Today I called my neighbor who said ahe would take this photo album. I assured her I didnt care what she did with it.

We had a neighborhood memorial service for this woman, no more is necessary. She had no children but she did have nieces, that is true,

In the back of my mind, I saved it for one of several reasons: to see if her husband, the murderer, would want it when he got out of the pen. He got out a few years ago and I am not now inclined to contact him or to contact mutual friends who could givie it to him.

with this gone, that is the end of 98% of my collections of photos, letters, etc that had me paralyzed. I have 3 letters out of 40 that I hung onto, still paralyzed, but thatbis ok. and I have one autographed book that I need to dispose of carefully. Thats really what this is all about, appropriate disposition.

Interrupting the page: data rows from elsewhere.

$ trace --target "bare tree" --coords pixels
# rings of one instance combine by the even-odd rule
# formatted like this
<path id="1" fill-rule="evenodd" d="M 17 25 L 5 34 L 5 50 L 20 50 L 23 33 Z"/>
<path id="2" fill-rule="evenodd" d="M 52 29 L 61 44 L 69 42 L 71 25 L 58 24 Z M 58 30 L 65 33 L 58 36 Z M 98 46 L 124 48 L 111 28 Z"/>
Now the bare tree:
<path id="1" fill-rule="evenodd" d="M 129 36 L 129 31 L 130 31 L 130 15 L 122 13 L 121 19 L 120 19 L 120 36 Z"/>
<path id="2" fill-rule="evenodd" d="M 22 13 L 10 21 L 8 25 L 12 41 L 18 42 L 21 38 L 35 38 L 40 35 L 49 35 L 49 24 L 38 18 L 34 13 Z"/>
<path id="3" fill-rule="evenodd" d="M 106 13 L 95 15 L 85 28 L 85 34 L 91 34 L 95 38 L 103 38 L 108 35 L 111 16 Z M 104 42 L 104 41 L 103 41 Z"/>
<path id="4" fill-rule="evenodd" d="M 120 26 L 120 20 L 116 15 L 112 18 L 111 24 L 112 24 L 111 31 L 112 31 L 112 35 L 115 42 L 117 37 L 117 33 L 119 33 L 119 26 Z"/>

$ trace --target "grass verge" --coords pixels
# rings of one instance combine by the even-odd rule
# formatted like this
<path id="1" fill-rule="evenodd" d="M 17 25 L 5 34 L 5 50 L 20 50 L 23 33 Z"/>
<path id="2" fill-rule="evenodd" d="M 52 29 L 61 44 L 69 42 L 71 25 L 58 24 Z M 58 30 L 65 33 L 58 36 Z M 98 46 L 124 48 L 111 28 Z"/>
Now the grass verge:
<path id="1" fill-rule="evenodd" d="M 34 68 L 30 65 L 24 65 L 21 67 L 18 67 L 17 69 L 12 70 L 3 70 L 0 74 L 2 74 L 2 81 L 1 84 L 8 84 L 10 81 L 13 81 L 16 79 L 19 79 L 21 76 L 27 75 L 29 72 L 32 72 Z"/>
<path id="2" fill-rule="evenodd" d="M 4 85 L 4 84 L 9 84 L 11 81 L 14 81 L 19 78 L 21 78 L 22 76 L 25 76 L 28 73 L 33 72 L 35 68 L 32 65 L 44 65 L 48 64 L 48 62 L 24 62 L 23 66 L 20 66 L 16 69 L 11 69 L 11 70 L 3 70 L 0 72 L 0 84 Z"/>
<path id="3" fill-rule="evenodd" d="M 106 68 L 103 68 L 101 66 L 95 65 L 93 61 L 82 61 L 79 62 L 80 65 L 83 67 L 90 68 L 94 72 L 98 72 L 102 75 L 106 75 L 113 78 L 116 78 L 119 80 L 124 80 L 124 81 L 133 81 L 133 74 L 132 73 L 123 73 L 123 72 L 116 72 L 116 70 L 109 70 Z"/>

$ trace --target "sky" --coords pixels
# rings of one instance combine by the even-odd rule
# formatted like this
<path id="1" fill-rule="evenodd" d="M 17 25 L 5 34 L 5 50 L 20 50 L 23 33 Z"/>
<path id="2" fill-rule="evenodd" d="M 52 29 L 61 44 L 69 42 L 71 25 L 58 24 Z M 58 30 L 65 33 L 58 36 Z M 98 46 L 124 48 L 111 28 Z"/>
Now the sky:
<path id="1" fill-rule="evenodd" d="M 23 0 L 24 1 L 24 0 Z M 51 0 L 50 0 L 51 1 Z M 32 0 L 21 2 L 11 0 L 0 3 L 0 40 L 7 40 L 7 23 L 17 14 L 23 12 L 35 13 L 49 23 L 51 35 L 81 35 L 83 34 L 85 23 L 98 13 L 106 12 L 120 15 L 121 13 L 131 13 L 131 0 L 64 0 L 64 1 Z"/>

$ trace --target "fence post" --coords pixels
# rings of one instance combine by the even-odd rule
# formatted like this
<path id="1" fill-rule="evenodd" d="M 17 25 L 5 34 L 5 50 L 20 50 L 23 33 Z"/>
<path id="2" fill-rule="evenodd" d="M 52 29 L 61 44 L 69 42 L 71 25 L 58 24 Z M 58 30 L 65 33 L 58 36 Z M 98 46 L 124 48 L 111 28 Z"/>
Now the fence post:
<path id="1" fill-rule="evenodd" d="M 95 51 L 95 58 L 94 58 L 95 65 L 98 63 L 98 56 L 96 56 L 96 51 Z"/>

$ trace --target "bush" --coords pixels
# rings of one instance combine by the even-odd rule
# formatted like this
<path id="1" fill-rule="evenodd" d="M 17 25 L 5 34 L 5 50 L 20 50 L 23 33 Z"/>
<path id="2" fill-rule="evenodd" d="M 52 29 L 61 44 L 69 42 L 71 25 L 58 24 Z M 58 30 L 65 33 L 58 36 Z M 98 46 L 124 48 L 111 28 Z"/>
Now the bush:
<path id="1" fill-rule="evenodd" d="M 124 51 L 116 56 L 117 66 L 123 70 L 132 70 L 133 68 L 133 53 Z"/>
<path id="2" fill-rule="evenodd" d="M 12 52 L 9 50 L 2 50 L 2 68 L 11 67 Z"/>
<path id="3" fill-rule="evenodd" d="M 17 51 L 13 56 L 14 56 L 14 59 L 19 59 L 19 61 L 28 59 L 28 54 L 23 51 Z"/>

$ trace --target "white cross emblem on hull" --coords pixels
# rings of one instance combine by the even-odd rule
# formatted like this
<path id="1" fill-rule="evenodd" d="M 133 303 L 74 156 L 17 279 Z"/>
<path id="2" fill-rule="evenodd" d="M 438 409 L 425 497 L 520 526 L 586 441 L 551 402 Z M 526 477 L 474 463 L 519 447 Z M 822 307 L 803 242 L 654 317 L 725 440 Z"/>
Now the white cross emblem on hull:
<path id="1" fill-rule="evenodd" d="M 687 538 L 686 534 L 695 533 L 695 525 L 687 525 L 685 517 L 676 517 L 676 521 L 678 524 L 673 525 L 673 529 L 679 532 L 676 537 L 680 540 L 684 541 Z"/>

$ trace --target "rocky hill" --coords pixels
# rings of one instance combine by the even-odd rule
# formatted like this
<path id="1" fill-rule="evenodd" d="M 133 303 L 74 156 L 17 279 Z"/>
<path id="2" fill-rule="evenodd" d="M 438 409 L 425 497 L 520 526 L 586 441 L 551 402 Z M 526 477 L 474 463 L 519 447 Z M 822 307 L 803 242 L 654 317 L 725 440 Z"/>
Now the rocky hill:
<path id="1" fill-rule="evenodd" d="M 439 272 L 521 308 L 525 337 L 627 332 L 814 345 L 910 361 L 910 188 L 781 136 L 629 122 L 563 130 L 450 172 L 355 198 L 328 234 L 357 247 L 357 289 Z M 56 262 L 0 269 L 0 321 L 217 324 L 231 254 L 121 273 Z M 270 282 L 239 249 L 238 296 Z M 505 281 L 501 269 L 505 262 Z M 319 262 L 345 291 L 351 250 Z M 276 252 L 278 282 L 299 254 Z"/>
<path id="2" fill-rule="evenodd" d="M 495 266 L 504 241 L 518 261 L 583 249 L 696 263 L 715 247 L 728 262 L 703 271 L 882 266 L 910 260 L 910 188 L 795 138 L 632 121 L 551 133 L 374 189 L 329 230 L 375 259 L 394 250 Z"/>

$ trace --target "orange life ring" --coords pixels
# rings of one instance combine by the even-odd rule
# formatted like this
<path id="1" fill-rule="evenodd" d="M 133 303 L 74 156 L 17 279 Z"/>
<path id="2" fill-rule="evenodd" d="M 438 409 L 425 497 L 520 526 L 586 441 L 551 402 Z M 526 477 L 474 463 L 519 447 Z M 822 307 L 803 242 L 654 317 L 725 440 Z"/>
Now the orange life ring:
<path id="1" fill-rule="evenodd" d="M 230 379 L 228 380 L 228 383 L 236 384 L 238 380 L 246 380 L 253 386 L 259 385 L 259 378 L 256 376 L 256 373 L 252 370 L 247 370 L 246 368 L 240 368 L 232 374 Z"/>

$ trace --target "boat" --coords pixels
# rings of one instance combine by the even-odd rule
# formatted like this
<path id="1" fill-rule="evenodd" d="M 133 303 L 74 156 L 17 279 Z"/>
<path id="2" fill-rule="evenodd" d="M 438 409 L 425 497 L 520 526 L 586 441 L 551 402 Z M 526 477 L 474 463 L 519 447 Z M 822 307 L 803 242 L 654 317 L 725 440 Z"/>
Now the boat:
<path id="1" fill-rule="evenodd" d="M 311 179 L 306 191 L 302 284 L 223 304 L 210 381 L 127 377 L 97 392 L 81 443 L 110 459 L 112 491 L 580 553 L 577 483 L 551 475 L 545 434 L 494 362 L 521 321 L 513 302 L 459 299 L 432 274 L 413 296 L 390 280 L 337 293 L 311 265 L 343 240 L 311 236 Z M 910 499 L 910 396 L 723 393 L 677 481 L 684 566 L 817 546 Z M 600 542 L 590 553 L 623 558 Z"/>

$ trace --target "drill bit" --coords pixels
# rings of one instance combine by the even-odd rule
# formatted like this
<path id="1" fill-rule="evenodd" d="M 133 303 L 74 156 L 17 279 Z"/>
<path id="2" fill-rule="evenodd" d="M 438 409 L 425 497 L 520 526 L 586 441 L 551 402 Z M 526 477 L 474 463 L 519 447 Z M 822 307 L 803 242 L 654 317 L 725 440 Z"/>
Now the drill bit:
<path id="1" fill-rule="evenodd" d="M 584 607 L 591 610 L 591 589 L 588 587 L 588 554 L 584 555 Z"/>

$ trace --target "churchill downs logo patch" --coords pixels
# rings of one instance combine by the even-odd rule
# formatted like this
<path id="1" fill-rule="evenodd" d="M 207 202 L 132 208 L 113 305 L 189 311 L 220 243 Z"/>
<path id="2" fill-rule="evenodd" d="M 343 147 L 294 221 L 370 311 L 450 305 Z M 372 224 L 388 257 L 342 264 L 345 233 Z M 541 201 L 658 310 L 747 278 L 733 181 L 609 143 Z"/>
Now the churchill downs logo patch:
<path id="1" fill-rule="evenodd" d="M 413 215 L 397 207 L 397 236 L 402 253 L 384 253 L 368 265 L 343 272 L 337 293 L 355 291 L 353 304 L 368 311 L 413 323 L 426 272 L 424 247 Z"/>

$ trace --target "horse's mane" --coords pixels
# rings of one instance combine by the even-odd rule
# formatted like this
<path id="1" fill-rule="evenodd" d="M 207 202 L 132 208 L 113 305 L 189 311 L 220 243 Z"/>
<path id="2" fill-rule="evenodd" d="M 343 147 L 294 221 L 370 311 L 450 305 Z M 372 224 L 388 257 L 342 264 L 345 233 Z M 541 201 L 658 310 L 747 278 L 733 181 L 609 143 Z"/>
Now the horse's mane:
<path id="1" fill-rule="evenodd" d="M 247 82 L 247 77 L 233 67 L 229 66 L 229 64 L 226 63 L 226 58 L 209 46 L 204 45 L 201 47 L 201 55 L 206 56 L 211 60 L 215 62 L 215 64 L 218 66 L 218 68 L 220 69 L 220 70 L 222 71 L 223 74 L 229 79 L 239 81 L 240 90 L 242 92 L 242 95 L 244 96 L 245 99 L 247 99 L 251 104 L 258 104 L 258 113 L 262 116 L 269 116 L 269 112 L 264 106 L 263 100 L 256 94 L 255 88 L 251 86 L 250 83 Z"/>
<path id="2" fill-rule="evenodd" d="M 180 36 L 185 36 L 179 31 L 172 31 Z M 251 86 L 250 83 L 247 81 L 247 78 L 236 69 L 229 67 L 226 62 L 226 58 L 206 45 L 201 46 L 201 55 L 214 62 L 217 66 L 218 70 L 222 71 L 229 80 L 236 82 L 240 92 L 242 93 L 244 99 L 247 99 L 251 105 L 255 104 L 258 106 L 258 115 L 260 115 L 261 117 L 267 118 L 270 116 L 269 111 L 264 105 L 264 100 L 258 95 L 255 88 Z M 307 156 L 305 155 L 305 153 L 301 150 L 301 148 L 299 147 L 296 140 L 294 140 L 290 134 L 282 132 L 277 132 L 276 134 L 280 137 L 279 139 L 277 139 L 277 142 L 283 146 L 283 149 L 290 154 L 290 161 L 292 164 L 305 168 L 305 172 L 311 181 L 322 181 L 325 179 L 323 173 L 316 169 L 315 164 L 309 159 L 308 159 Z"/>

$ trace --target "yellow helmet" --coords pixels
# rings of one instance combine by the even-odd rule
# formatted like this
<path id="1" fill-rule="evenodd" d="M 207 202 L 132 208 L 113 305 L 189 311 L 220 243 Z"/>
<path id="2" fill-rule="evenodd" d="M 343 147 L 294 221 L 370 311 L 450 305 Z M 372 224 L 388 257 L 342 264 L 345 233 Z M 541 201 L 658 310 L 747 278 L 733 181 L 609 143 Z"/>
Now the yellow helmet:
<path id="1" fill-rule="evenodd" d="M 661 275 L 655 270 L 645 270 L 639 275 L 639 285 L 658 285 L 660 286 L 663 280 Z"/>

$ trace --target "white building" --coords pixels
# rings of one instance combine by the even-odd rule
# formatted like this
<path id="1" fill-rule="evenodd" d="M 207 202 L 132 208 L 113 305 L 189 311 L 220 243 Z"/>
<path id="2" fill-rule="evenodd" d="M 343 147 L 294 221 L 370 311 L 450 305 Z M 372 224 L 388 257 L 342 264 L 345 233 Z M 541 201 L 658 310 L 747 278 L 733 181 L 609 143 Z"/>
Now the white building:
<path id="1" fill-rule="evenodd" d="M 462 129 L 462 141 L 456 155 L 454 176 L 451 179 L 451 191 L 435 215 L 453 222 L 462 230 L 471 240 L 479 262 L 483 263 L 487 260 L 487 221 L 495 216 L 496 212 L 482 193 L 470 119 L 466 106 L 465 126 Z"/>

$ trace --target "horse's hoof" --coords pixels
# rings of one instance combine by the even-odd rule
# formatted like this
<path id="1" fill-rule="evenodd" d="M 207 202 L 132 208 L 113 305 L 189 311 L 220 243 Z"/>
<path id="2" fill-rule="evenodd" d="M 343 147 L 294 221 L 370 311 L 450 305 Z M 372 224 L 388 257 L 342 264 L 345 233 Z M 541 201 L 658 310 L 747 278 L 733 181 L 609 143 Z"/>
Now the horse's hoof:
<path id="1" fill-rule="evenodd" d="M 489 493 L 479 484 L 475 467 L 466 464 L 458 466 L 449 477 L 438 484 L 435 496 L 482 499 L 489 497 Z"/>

I am not a Sentimental person, and I certainly do not keep Hallmark cards or Christmas cards or anything like that, but the personal letters were very different. Several collections of photographs for I didn’t feel were really mine.

I have a sizable batch of letters that my father wrote during World War II. I have not read them. One of these winters I will read them, maybe scan any that I particularly like, and send them to to my brother. Neither of us have children so they will die with us. But I do want to see if there’s any reference to his brothers because those letters could go to grand children of the brothers. These letters are fine, they dont worry me or paralyze me, I have a plan for them.

razz
11-17-18, 5:46pm
IL, is there a possibility that a local veterans organization might enjoy reviewing the letters that your father wrote, IF you are comfortable doing that. A lot of history is being recaptured by doing this with knowledgeable people who are familiar with the situation that each soldier faced.

iris lilies
11-17-18, 5:55pm
IL, is there a possibility that a local veterans organization might enjoy reviewing the letters that your father wrote, IF you are comfortable doing that. A lot of history is being recaptured by doing this with knowledgeable people who are familiar with the situation that each soldier faced.
I dont know, maybe. It depends on what is in these letters. I doubt that he talked much about life in the Navy.

Teacher Terry
11-17-18, 7:04pm
Have you even opened a letter to see if you can read it. The ink fades over time.

catherine
11-17-18, 8:14pm
My brother is actually my cousin blood-wise. His mother died in childbirth and his father (my father's brother) died when my brother was 5 from complications of gall bladder surgery. My grandfather dictated that he would live with us, without consulting my mother, who was in the hospital grieving over a stillbirth at the time. His relationship with my parents was rocky at best. He's a wonderful human being and things worked out, but I feel so bad about his childhood.

My other cousin was cleaning out some stuff her mother had kept and she found a letter from my brother's birth-mother , talking about how thrilled she was to be pregnant, and she talked the names she and her husband were considering and it really shows so much of her personality. It was a real find, and my brother was so happy to have gotten it.

Save the letters, IL. Scan them and share them with people who will enjoy them. It keeps your dad alive in a way.